[
https://issues.apache.org/jira/browse/SPARK-8466?page=com.atlassian.jira.plugin.system.issuetabpanels:all-tabpanel
]
Michael Armbrust updated SPARK-8466:
------------------------------------
Description:
Input Data: a parquet file stored in hdfs://xxxx/data with two columns
(lifeAverageBitrateKbps int, playtimems int)
=================================
Scripts used in spark-shell:
{code}
val df = sqlContext.parquetFile("hdfs://xxxx/data")
import org.apache.spark.sql.types._
val cols = df.schema.fields.map { f =>
val dataType = f.dataType match {
case DoubleType | FloatType => DecimalType.Unlimited
case t => t
}
df.col(f.name).cast(dataType).as(f.name)
}
df.select(cols: _*).registerTempTable("t")
val query =
"""
|SELECT avg(cleanedplaytimems),
| count(1)
|FROM
| (SELECT 0 key,
| avg(lifeAverageBitrateKbps) avgbitrate
| FROM anon_sdm2_ss
| WHERE lifeAverageBitrateKbps > 0) t1,
| (SELECT 0 key,
| lifeAverageBitrateKbps,
| if(playtimems > 0, playtimems, 0) cleanedplaytimems
| FROM anon_sdm2_ss
| WHERE lifeAverageBitrateKbps > 0) t2
|WHERE t1.key=t2.key
| AND t2.lifeAverageBitrateKbps < 0.5 * t1.avgbitrate
""".stripMargin
sqlContext.sql(query).explain(true)
{code}
===========================
Output:
{code}
== Analyzed Logical Plan ==
Aggregate [], [AVG(CAST(cleanedplaytimems#110, LongType)) AS _c0#111,COUNT(1)
AS _c1#112L]
Filter ((key#107 = key#109) && (CAST(lifeAverageBitrateKbps#105, DoubleType) <
(0.5 * avgbitrate#108)))
Join Inner, None
Subquery t1
Aggregate [], [0 AS key#107,AVG(CAST(lifeAverageBitrateKbps#105, LongType))
AS avgbitrate#108]
Filter (lifeAverageBitrateKbps#105 > 0)
Subquery anon_sdm2_ss
Project [CAST(lifeaveragebitratekbps#27, IntegerType) AS
lifeaveragebitratekbps#105,CAST(playtimems#89, IntegerType) AS playtimems#106]

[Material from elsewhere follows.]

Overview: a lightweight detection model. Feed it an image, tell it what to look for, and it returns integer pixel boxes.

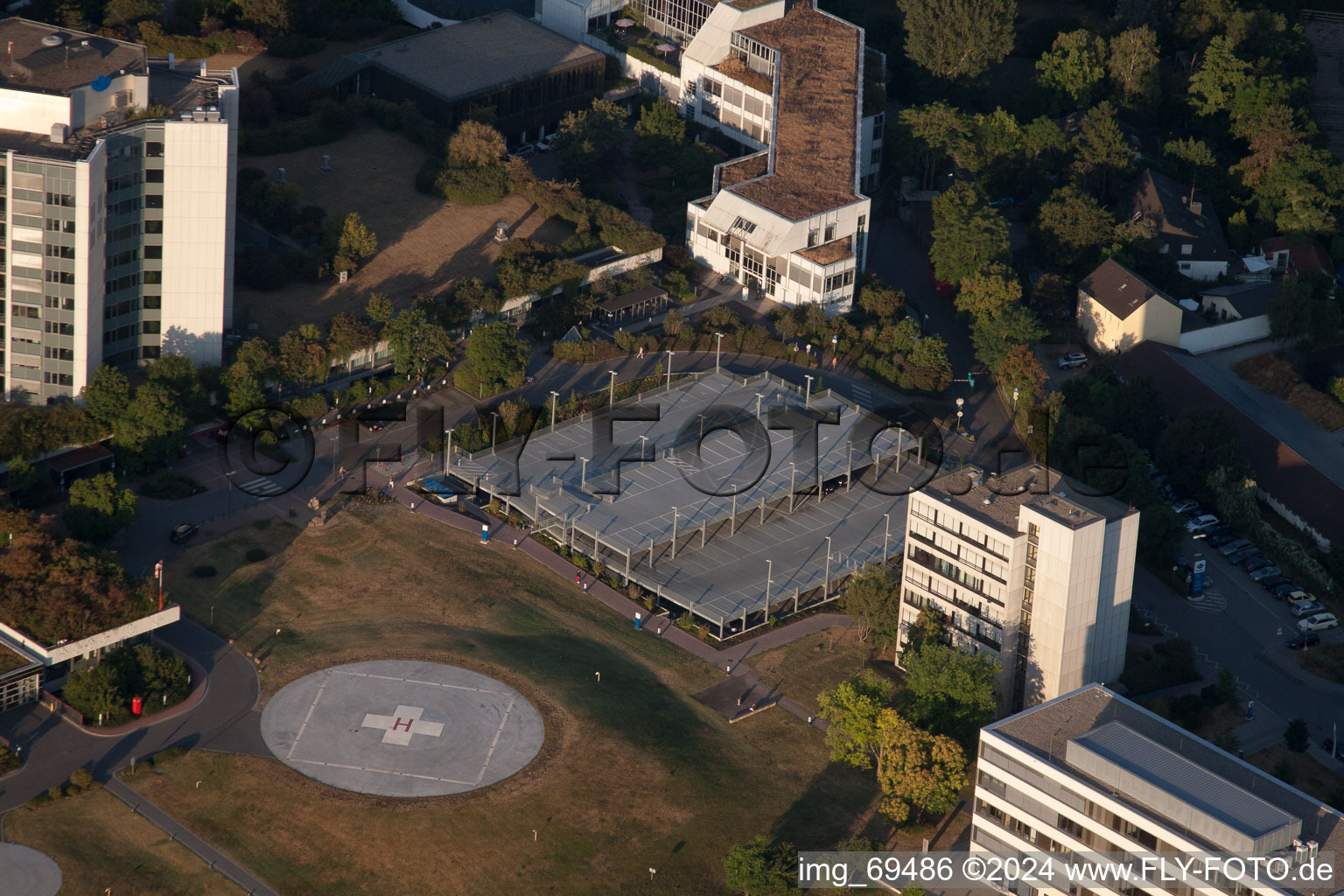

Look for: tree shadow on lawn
[461,630,755,788]
[774,761,879,850]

Relation[lifeaveragebitratekbps#27,playtimems#89]
ParquetRelation2(WrappedArray(hdfs://xxxx/data),Map(),None,None)
Subquery t2
Project [0 AS
key#109,lifeAverageBitrateKbps#105,HiveGenericUdf#org.apache.hadoop.hive.ql.udf.generic.GenericUDFIf((playtimems#106
> 0),playtimems#106,0) AS cleanedplaytimems#110]
Filter (lifeAverageBitrateKbps#105 > 0)
Subquery anon_sdm2_ss
Project [CAST(lifeaveragebitratekbps#27, IntegerType) AS
lifeaveragebitratekbps#105,CAST(playtimems#89, IntegerType) AS playtimems#106]
Relation[lifeaveragebitratekbps#27,playtimems#89]
ParquetRelation2(WrappedArray(hdfs://xxxx/data),Map(),None,None)
== Optimized Logical Plan ==
Aggregate [], [AVG(CAST(cleanedplaytimems#110, LongType)) AS _c0#111,COUNT(1)
AS _c1#112L]
Project [cleanedplaytimems#110]
Join Inner, Some(((key#107 = key#109) && (CAST(lifeAverageBitrateKbps#105,
DoubleType) < (0.5 * avgbitrate#108))))
Aggregate [], [0 AS key#107,AVG(CAST(lifeAverageBitrateKbps#105, LongType))
AS avgbitrate#108]
Project [lifeaveragebitratekbps#27 AS lifeaveragebitratekbps#105]
!Filter (lifeAverageBitrateKbps#105 > 0)
Relation[lifeaveragebitratekbps#27,playtimems#89]
ParquetRelation2(WrappedArray(hdfs://xxxx/data),Map(),None,None)
Project [0 AS key#109,lifeaveragebitratekbps#27 AS
lifeaveragebitratekbps#105,HiveGenericUdf#org.apache.hadoop.hive.ql.udf.generic.GenericUDFIf((playtimems#89
AS playtimems#106 > 0),playtimems#89 AS playtimems#106,0) AS
cleanedplaytimems#110]
!Filter (lifeAverageBitrateKbps#105 > 0)
Relation[lifeaveragebitratekbps#27,playtimems#89]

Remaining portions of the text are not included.